Christmas usually brings me at least a few books. Whenever quizzed about what I would like for Christmas, my list is ever-simple: good espresso-ground coffee, wine, dark chocolate or a book. I'm easily pleased. This year I already know that I am getting the second Loeb volume of Epictetus (books III & IV, plus the Enchiridion). Hurray! I love the Loeb series: the handy-size, the small, neat font, the air of studiousness that they give out. I strive to collect them and have serendipitously bought a number from charity shops which tend to price them cheaply (best buy: 2volumes of Aristotle's Historia Animalium; £7 for both. I use small chunks to teach Greek to The Boy). With Christmas books I generally have to make specific requests and direct the purchaser to the most appropriate outlet. I remember one year asking for 'Spartan Women' by Sarah(?) Pomeroy and saying that it could be bought from the classics department at a certain bookshop (I'd actually seen it on the shelves). However I got a story back that it wasn't in stock, they'd never heard of it so they couldn't order it. All patently untrue. I sulkily took myself in, the week after Christmas, picked off the very shelf where I'd last seen it and bought it for myself. Not sure what happened there.

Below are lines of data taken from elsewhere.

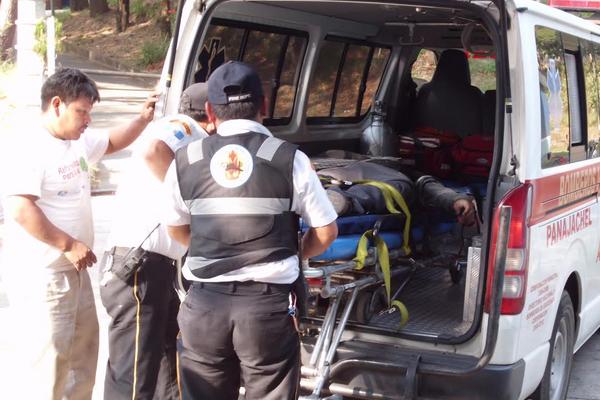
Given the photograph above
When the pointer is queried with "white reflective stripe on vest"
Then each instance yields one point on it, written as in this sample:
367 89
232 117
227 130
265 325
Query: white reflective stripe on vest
238 205
194 151
269 147
197 262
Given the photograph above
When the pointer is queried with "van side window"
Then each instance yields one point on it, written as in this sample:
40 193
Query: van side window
483 72
275 53
424 67
345 80
591 55
553 98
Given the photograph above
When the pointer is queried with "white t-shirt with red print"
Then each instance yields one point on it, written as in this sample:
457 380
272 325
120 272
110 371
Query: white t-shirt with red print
56 172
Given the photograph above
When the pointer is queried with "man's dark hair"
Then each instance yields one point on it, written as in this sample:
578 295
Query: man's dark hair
185 107
69 84
238 110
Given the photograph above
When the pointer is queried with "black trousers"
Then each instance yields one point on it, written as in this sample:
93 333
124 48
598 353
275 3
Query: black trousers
143 332
233 333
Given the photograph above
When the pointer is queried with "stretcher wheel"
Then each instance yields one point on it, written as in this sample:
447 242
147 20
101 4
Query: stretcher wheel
456 271
369 303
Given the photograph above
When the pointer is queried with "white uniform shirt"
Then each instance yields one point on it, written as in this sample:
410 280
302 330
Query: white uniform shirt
139 199
57 172
309 201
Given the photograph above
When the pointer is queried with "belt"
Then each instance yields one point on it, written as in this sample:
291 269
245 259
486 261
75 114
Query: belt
122 252
243 287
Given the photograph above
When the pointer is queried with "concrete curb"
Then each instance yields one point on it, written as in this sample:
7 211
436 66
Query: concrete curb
120 73
93 55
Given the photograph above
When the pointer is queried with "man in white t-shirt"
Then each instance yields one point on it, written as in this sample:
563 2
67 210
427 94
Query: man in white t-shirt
143 308
49 237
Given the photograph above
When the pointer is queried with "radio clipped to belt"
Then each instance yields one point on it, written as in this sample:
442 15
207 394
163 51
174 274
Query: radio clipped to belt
131 261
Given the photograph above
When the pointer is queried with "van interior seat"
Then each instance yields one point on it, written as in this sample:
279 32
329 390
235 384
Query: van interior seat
489 112
449 103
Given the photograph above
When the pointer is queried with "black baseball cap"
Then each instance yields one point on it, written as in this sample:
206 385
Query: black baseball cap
234 82
193 98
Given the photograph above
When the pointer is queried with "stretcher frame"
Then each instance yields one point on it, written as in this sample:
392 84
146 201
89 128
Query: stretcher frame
321 361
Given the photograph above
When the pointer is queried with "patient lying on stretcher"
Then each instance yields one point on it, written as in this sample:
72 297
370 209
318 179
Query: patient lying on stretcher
353 190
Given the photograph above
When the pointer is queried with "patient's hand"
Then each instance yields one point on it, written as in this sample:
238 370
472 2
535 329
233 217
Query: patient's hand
465 211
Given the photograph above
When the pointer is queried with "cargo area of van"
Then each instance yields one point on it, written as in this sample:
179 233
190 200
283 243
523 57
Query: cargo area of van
410 88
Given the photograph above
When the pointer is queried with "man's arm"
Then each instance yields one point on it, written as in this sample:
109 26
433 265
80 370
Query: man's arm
26 213
158 157
316 240
181 233
433 194
122 136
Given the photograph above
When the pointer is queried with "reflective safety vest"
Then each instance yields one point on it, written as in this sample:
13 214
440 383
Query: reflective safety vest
239 192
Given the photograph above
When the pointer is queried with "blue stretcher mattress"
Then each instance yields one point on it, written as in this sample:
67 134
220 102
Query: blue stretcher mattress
344 247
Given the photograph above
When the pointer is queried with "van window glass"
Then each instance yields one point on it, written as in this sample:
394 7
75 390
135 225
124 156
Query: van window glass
222 44
347 94
289 77
424 67
323 81
574 110
378 63
275 53
345 80
591 55
262 51
554 102
483 72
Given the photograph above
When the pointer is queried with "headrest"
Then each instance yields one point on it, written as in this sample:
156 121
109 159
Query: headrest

I often ask for easy reading at this time of year: Stephen Fry's 'The Ode Less Travelled', 'Pistache' by Sebastien Faulks, Alan Bennett, that sort of thing. Last year though, my Christmas reading was the New International Greek Testament Commentary on the Gospel of Luke by I.Howard Marshall. Fascinating.

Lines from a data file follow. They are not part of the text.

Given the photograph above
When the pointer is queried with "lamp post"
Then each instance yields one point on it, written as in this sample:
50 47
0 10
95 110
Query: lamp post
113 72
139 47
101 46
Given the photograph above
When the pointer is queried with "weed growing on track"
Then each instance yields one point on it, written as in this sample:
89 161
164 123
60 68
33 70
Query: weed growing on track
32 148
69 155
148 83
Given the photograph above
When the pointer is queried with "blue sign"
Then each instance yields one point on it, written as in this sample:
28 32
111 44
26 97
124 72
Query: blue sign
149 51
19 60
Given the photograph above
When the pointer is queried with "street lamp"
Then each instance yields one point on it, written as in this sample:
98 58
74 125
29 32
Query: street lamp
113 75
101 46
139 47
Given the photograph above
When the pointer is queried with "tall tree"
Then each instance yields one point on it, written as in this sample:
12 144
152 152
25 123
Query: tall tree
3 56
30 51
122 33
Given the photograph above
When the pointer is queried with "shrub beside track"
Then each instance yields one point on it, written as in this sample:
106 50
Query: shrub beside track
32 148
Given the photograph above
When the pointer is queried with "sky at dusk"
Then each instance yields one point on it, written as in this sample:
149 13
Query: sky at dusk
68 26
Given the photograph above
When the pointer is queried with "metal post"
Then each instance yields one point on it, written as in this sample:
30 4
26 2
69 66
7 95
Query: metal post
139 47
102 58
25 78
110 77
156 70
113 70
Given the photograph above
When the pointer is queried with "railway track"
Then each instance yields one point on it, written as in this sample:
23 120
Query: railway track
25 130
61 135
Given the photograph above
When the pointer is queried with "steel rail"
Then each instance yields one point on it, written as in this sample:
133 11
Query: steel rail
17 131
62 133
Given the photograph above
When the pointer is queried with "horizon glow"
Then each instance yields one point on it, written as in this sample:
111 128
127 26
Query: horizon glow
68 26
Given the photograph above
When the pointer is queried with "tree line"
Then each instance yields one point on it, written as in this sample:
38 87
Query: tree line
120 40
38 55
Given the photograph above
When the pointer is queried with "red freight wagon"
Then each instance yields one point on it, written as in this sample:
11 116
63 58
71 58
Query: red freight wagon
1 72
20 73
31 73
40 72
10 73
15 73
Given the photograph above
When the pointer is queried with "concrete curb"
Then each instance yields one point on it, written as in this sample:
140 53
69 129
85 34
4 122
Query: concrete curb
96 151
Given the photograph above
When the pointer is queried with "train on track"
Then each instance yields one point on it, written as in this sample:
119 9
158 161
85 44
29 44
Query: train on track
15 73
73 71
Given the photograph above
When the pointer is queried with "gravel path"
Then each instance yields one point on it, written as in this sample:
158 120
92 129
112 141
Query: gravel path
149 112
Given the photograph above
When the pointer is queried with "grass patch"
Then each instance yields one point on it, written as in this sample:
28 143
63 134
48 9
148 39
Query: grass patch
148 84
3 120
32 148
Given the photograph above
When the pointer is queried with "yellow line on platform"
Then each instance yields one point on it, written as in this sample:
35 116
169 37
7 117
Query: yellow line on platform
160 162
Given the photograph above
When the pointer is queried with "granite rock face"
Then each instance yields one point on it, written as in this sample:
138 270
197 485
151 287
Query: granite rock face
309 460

I have finished 'This Breathing World' by Jose Luis de Juan, purchased last week. It was well-written (or at least, well-translated) but I'm not really sure what was going on with the plot: two parallel storylines nudge up against one another, but there is no satisfying unifying denouement (which it cries out for), just a low-key trailing off. I was (and still am) running a temperature whilst reading it, so it was all a bit vague and fever-dreamlike. I should get on with some serious reading: Constantine Campbell, Stanley Porter and Bernard Comrie, but I think I'll wait until I feel better for those heavyweight guys.
I'm going to start my Hardy novelette ('The Well-Beloved') either today or tomorrow, if my eyes stop aching. It always takes me a while to get into Hardy's idiolect, but I do love his writing so.
The annotated Alice in Wonderland/Through the Looking Glass was a revelation: so interesting, and Lewis Carroll's wordplay breathtaking. It can be savoured so much more as you get older. Sometimes I think that childrens' books are wasted on children!
I am trying to resist the newspaper book supplements: there are always so many books that I fancy reading at any given moment. I used to note them down for future reference, but the backlog is now just getting ridiculous. My dog-chewed (as opposed to dog-eared) notebook must remain firmly closed for a while.